If you've followed me for a while, you'll know that a few months ago, I've injured my neck, and had very limited movement from then on - I can't walk for longer than 15 minutes, I can't run, can't lift anything heavy, can't sit for a long time, I can't even sleep with a pillow, I have to lie down on a flat surface. I injured my neck by falling off a tree, and then carrying heavy loads of chestnuts, or at least that's where the pain began.
I've had a CT and it showed very minimal results, and I had to wait for 2 months to get seen by a specialist - and this exam was today. The woman asked me a lot of questions, some of them personal, about my family, employment, living situation - and checked if I could move my neck in all directions, which I could. It was continuous activity that would trigger my pain.
And then she decided that the pain was from psychological cause and told me to go a psychiatrist. I was stunned and barely managed to hold back tears.

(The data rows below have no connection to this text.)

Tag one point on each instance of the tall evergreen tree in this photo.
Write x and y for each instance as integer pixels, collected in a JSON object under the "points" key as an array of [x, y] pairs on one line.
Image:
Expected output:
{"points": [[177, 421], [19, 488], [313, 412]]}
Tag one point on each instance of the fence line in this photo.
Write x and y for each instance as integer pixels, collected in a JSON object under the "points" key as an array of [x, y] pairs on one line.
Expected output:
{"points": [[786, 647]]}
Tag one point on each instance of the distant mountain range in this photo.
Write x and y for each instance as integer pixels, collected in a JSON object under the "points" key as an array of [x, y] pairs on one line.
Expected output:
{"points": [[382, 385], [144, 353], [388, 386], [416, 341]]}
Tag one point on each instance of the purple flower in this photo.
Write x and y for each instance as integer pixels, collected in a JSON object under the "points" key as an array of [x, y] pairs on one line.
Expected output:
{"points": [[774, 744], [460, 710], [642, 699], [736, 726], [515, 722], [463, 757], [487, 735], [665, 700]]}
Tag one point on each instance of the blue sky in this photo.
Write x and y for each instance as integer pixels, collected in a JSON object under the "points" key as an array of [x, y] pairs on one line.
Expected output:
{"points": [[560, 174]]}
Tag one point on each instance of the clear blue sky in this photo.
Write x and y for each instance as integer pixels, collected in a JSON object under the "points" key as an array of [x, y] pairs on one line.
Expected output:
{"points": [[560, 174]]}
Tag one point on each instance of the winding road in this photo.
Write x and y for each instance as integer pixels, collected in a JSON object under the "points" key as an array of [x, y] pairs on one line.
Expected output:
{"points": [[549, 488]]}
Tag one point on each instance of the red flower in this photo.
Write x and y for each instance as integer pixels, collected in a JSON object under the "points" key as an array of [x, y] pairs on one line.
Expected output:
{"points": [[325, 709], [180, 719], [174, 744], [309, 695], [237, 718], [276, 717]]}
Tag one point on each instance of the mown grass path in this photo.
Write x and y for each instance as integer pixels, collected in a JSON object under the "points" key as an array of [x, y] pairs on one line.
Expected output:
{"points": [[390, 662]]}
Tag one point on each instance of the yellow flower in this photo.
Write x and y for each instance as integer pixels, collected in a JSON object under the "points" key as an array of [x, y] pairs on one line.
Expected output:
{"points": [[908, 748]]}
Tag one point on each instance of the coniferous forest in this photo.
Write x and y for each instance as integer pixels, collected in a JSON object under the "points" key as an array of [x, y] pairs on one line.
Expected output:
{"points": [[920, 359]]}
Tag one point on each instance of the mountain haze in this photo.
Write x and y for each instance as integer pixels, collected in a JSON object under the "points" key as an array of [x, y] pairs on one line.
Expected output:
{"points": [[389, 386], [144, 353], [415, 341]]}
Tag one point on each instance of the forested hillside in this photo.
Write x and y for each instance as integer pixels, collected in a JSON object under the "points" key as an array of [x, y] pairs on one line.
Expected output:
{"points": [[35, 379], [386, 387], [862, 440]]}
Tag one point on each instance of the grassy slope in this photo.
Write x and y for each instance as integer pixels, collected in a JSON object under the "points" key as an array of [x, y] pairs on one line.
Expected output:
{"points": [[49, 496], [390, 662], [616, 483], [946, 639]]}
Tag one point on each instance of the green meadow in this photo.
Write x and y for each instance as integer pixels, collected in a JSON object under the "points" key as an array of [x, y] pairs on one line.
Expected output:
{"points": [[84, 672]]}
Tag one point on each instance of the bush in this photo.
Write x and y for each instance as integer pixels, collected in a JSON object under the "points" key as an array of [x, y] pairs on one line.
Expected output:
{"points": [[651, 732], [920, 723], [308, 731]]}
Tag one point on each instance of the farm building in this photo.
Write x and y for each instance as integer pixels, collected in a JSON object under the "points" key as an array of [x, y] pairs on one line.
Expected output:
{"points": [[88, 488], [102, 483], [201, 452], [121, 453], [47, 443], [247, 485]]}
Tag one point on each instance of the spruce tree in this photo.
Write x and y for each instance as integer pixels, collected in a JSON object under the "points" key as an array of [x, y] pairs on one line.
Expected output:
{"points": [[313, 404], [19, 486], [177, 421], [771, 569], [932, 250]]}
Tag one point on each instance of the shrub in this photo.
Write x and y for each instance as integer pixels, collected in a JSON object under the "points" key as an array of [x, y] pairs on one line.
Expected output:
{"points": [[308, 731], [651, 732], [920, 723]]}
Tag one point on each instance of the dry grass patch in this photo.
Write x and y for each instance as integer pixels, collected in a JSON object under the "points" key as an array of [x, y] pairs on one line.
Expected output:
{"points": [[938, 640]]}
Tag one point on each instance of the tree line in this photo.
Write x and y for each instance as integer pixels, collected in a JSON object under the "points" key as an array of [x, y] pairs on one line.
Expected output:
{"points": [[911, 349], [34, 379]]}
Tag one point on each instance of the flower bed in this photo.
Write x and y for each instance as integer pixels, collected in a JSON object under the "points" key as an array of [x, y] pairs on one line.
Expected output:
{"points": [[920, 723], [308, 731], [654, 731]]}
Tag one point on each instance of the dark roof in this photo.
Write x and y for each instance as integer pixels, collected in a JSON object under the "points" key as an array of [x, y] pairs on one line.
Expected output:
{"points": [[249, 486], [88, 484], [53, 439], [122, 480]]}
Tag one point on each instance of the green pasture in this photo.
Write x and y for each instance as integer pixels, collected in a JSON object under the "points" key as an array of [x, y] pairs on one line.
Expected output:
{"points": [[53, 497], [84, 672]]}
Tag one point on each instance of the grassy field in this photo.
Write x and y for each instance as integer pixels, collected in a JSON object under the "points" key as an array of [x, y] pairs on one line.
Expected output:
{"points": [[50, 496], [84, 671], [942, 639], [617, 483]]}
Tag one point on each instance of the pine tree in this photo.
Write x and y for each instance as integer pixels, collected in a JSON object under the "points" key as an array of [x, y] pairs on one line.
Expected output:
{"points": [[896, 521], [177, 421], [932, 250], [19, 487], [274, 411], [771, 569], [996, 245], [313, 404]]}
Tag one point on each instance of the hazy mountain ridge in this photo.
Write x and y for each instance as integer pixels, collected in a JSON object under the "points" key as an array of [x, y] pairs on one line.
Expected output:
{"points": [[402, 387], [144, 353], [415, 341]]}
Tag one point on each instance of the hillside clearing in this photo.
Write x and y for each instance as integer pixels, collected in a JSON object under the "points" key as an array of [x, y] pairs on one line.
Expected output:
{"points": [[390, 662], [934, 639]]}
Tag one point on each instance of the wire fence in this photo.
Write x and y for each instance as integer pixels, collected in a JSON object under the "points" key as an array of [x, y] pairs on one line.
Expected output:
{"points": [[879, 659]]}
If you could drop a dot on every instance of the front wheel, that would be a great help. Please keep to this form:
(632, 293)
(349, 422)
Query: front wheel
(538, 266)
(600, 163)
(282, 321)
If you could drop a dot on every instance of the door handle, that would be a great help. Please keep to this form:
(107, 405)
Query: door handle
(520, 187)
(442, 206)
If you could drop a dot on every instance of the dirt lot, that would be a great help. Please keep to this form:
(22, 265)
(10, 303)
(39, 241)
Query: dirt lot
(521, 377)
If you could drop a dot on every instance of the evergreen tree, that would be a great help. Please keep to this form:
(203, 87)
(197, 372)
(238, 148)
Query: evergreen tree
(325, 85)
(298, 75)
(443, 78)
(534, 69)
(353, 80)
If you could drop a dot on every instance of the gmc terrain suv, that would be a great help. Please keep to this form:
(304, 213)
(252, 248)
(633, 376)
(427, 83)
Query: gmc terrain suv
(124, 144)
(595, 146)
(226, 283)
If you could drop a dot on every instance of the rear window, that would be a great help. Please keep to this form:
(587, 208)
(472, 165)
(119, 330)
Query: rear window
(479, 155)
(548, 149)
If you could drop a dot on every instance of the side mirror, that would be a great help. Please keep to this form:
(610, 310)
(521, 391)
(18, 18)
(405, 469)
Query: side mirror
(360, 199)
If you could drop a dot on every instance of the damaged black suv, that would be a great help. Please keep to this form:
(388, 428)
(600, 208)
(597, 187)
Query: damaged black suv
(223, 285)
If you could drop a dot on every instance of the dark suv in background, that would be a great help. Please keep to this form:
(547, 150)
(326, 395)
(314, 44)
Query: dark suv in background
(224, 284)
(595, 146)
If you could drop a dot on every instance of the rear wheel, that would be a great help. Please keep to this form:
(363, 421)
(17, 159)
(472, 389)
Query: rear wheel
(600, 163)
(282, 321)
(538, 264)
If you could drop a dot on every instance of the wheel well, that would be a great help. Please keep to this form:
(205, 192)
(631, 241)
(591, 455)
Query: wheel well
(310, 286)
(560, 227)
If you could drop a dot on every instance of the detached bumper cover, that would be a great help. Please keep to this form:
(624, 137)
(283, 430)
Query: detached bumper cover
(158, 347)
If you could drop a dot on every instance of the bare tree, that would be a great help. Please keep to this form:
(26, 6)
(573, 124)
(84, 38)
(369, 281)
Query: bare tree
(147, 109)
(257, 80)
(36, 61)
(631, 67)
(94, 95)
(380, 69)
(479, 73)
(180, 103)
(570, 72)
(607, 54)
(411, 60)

She wrote her own opinion which included 'unmarried', like it was a symptom of psychological illness, and told me to ask psychiatric help. I rebelled and tried to explain, that I already do experience psychosomatic pain, but this is different, it's caused by movement, I can feel it while walking. Then she said she would, just in case, let me take a MRI, but she's confident it wouldn't show a thing, and then I should go and seek psychiatric help.
I'm now worried to death that the MRI would show nothing, and I would be left in this pain all to myself. I don't know what is wrong, I don't know why my neck hurts this bad, but it's a world away from other psychosomatic pain I experience (which is, pain in all my muscles and back, pain in my joints, and it goes away when my psychological state is good! On good days I can be fine! Neck pain does not correlate with my psychological state, but with movements, impact to my body. I am not fine on a good day.).
If I could get appropriate psychiatric help, I would, and if it would resolve the injury pain, I'd do it in a heartbeat, but there's nobody in this country who would diagnose me with ptsd or other disorders I have, they're not believed to be true disorders for women yet. I'm scared and don't know how to proceed. I'll get the MRI, but if it shows nothing, and my pain is still there, do I just live like this? Without being able to take a walk, or lift a bag of flour? Without running, or roaming the forests, without being able to carry water to the garden?
I am falling depressed, this is more than I can deal with.